Der plötzliche Absturz Jospins brachte den in der "pluralistischen" Linksregierung federführenden Sozialisten harte Hegemonie-Vorwürfe seitens der Koalitionspartner ein. Besonders schmerzlich war bei der Niederlage, dass der Linkskandidat Jospin bei der Präsidentenwahl durch den Front-National-Chef Jean-Marie Le Pen aus dem Rennen geworfen wurde. Am stärksten bezahlten die Kommunisten ihre fünfjährige Regierungsbeteiligung. Der PCF-Chef und Präsidentschaftskandidat Robert Hue bekam nur noch 3,5 Prozent der Wählerstimmen. Das schlechte Ergebnis stellt das Überleben der Partei selbst in Frage.

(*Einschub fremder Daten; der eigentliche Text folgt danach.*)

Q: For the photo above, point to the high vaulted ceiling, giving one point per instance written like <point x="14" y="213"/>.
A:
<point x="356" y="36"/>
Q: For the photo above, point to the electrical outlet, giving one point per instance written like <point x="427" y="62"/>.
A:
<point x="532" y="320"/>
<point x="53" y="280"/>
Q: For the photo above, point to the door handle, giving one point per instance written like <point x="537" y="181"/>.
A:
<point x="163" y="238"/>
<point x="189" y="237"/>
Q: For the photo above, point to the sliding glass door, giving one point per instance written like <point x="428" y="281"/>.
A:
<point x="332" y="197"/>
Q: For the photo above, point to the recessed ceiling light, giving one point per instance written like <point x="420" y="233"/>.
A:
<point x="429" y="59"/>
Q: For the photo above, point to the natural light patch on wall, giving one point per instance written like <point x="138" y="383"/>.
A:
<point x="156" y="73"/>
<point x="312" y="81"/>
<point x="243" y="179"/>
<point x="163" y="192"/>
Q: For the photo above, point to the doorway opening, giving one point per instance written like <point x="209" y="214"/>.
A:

Zunächst haben sich Sozialisten, (linksliberale) Radikalsozialisten (PRG), Grüne, Kommunisten und die "Bürgerbewegung" MDC des ehemaligen Innenministers Jean-Pierre Chevenement darauf geeinigt, in der Stichwahl Le Pen mit allen Mitteln zu bekämpfen. Ein schwaches Ergebnis des Rechtsextremisten wäre ein Beweis dafür, dass die Linksparteien ihre Wähler noch "in der Hand haben" und es erlauben, das Ergebnis vom 21. April als "Unfall" einzustufen.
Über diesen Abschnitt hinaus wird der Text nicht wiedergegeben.